Finite State Machines – Video Game Application
One of the more simplest forms of AI logic in games development is built on a set of if then else conditional statements. Although this approach is common and useful for small or indie game AI implementations, it is rather challenging to mimic realistic behaviour.
In certain scenarios, were the AI agent has a predetermined finite number of actions, state machines can be used for behavioural switching. There are various applications were these can be used, for instance, on a guard patrolling a military base gate. The guard can have the following states:
Idle
Patrol
Search
Attack
Death
The initial state for the guard can be idle. After thirty seconds, the guard will start patrolling an area predefined by way points. On each way point, the guard will idle for thirty seconds. The guard will attack if an enemy is in range, and change state to attack. Once the enemy is not within range, the state will change to searching in order to introduce more realism into the scenario, instead of just going back to idle, as if the guard forgot that they were attacking an enemy. The following finite state diagram illustrates how the transitions occur in this scenario:
Another practical example for a finite state machine is the behavior of the ghosts in Pacman (Bourg and Seemann, 2004). The ghosts will chase the player around until a ghost eats the player or the power up is picked up by the player. In the latter, the ghosts will go into a panic state. Once in this state, the player is able to eat the ghosts, were they will change their state to captured, and head back to their starting point.

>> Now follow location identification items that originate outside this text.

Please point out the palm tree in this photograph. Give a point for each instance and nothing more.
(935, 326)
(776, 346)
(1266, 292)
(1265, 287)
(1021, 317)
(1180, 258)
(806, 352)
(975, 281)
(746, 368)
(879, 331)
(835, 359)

From a programmatic perspective, opting for a finite state machine in this scenario for game AI will have less overhead. Furthermore, they are easier to implement when compared to other AI techniques. The disadvantage when using FSM as an approach is that it can become complex to transition between states for more believable AI, such as companions and NPC interaction. However, it is possible to create sub-FSMs into each state to manage logic within a particular state, in order to have a system made up several minor FSMs. Each extra state variable can add 2^n extra states. There is no limit using this approach for game AI, however keep in mind that the more states and transitions, the more complex it will be to manage.
References
Bourg, D. and Seemann, G. (2004). AI for game developers. Beijing: O’Reilly, pp.165-167.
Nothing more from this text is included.